Si he de decirles la verdad
yo que en lugar de sesos
tengo salsa blanca.
Tanto tiempo que he perdido
queriendo extender
el radio de mi bomba
sin haberme dado cuenta
que lo que interesa
es dónde se coloca.
Hay algo que no anda bien.
Volveré para el taller.
El día en que se enteraron
los Jefes de Estado
fueron de visita.
Y el tío se lamentaba
de que su inventiva
fuera tan chiquita.
Enseguida que entraron
él cerró la puerta
y les dijo "Cuidado!"
y cuando la bomba explotó
de esos personajes
ni sombra quedó.
Mi tío frente al resultado
y sin desanimarse
se hizo bien el burro.
Mas luego, frente al tribunal,
al ser interrogado,
se-se puso tartamudo:
"Señores, a decir verdad,
fue por casualidad
que yo metí la pata.
Mas juro ante dios
que amasijándolos
he servido a la Patria".
El Jurado lo entendió,
primero le condenó
y después le absolvió.
La población, en agradecimiento,
instantáneamente
le hizo un monumento.
Qué es lo que está esperando
Boris Vian
Qué es lo que está esperando
para abrazarme, para abrazarme.
Qué es lo que está esperando
para en sus brazos tomarme.
Acaso usted espera
para abrazarme, para abrazarme,
acaso usted espera
que yo de el primer paso.
No, yo no lo daré.
Ya está bien, ya está bien.
No, yo no lo daré
porque me falta un pie.
Qué es lo que está esperando
para decirme, para decirme.
Qué es lo que está esperando
para decir que me quiere.
Acaso usted espera
para decirlo, para decirlo,
acaso usted espera
que lo diga yo primero.
No, yo no le diré
que lo quiero, que lo quiero.
No, no se lo diré
la lengua ya no tengo.
Qué es lo que usted espera
para verme, para verme.
Qué es lo que usted espera
para ver que no soy fea.
Acaso usted espera
que yo me vea, que yo me vea,
acaso usted espera
que primero yo me vea.
No, yo no me veré.
Qué se cree, qué se cree.
No, yo no me veré,
los ojos me arranqué.
¡Ay, es de feo!
Cuando tenga viento en el cráneo
Boris Vian - Serge Gainsbourg
Cuando tenga viento en mi cráneo
y gusanos sobre mis huesos
quizá les parezca que me río
pero no haré nada de eso.
Porque me faltará
mi elemento plástico,
plástico, plástico,
que las ratas se habrán llevado.
Mi par de pantorrillas,
mis codos, mis costillas,
mis dedos, mis nalgas,
sobre las que me sentaba.
Mis ojos cobrizos,
mis dientes postizos,
mi lengua rosada,
con la cual les hablaba.
Mi nariz adorable,
mis pies y mis orejas,
esas cosas admirables,
que me hicieron apreciar.
A duques y a duquesas,
a papas y a papistas,
a frailes y a tigresas,
doctores y artistas.
Y tampoco tendré
ese fósforo blando.
Cerebro que servía
a imaginarme muerta.
El cráneo con viento.
Verde la osamenta.
¡Ah! Qué mal me siento
al volverme vieja.
La mala memoria
Boris Vian - Alberto Favero
La Cabeza es un órgano curioso, curiosamente organizado.

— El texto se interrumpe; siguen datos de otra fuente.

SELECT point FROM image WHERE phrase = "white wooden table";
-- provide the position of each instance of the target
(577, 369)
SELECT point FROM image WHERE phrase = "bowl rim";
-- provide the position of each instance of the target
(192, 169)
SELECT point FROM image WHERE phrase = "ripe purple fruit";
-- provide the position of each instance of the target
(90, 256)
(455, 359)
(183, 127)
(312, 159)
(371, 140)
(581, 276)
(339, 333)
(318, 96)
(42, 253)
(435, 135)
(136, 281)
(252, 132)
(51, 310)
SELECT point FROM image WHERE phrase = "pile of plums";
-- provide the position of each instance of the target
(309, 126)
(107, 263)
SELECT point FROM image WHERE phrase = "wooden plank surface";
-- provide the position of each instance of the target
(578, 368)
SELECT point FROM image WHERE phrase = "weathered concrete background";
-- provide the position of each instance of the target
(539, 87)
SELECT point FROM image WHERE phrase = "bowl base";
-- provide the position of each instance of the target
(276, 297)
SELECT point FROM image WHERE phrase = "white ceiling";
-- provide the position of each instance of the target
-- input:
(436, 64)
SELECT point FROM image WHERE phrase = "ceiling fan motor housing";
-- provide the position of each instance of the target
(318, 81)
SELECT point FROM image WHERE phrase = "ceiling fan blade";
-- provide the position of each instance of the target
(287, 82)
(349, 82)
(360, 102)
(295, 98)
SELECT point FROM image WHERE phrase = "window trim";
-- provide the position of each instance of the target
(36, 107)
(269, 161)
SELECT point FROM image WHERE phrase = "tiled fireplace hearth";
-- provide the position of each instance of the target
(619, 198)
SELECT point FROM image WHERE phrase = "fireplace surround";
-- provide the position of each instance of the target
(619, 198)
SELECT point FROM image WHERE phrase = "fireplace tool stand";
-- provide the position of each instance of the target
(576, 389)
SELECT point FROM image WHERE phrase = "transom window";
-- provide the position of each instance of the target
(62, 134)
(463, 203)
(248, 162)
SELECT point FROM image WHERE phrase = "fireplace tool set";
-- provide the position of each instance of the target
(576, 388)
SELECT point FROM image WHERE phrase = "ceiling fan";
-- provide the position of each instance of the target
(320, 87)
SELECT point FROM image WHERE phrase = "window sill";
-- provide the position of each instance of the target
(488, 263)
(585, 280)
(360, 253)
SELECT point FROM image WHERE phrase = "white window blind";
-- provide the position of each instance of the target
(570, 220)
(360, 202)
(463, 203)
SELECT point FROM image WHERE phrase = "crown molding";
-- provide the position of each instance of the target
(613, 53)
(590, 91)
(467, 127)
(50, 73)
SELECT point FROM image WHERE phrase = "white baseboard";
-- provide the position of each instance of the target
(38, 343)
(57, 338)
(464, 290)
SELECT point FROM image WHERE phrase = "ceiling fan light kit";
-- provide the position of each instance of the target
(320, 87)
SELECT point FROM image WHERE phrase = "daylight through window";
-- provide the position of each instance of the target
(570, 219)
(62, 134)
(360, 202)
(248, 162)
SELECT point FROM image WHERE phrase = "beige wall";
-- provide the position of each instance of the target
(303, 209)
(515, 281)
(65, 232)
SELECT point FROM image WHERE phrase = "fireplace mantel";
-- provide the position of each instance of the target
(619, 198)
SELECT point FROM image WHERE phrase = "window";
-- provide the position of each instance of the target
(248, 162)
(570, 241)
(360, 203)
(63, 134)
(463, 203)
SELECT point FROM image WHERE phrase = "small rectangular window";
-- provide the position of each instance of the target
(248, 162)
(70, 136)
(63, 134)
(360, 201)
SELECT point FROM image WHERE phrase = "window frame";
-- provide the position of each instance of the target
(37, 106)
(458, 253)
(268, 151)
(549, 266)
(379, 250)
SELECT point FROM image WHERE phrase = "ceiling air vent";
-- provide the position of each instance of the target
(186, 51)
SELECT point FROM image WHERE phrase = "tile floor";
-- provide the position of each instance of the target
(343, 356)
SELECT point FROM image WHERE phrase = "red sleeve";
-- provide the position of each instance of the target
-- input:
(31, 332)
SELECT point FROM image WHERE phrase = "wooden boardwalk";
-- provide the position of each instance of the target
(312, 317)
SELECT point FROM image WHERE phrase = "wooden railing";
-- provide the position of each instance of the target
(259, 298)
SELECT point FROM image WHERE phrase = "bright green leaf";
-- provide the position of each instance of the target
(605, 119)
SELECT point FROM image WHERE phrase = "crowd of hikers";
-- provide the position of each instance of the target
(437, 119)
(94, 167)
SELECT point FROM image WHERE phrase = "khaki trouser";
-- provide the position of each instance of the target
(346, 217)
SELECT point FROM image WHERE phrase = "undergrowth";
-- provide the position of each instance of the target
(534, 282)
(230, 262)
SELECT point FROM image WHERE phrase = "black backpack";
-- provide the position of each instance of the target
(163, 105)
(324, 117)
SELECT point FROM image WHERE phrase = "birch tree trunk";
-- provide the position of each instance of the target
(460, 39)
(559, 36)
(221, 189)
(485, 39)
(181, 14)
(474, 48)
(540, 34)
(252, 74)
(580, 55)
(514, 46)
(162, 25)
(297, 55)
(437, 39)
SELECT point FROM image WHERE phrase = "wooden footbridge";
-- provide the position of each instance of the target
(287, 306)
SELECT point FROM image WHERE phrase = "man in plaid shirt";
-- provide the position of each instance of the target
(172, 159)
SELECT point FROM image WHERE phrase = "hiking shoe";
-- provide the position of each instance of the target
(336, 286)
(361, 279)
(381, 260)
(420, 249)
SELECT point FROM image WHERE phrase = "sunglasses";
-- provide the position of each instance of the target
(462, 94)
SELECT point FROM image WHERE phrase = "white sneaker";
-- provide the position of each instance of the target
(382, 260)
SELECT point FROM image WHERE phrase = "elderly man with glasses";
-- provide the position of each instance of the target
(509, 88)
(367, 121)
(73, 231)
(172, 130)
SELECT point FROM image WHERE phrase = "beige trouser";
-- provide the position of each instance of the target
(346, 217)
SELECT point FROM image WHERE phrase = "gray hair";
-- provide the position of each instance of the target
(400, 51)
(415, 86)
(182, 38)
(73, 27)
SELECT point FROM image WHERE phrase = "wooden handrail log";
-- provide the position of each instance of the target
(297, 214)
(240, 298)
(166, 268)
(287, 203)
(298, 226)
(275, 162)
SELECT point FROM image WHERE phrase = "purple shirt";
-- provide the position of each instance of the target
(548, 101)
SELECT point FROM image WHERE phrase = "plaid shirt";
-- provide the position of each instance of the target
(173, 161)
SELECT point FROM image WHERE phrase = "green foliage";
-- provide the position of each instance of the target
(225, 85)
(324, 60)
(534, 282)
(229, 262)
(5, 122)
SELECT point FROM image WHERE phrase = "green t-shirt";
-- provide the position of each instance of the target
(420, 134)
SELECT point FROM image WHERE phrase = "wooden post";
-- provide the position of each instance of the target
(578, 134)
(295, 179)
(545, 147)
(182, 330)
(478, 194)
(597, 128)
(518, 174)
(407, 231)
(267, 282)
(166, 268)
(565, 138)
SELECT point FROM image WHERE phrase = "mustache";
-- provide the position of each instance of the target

Esta es la singular historia de un tal Martín Flor,
cuyo cráneo sin pena ni gloria, era extravagante sólo en su interior.
Ese tipo sufrió, desde la edad primera, de un mal que es en verdad corriente,
una memoria traicionera que no le trajo más que inconvenientes.
Siempre que le enseñaban algo, fuera en su casa o en el aula,
Martín, con gesto huraño, instantáneamente lo olvidaba.
Pero... se había olvidado de olvidar lo que debía olvidar,
entonces, como se olvidaba de olvidar,
se acordaba de todo. ¿Me siguen?..¿.Sí?
Y, muy rápido, esta facultad, en vez de hacerlo aparecer como un gaznápiro,
le dio prioridad. Olvidado de olvidar sus cursos, Martín todo lo podía retener
así que, a pesar de ser tan poco sesudo, sin sobresaltos llegó a ser bachiller.
Pero un día, en que llovía a cántaros, mientras corría hacia el subterráneo,
chocó con un tipo que se dirigía en sentido contrario y, al caer,
golpeó contra el suelo su valioso cráneo, que hizo un ruido musical: “prrrrrrr”,
y produjo en su croqueta un trastorno que fue fatal
porque, de ahí en adelante, se olvidaba de olvidarse lo que debía olvidar
y, entonces, como se olvidaba de olvidar, ya no se acordaba más. Me siguen?... Sí?
Despojado por ese tonto accidente de sus recuerdos de siempre,
siguió viaje a Calamuchita, él, que vivía en Chacarita.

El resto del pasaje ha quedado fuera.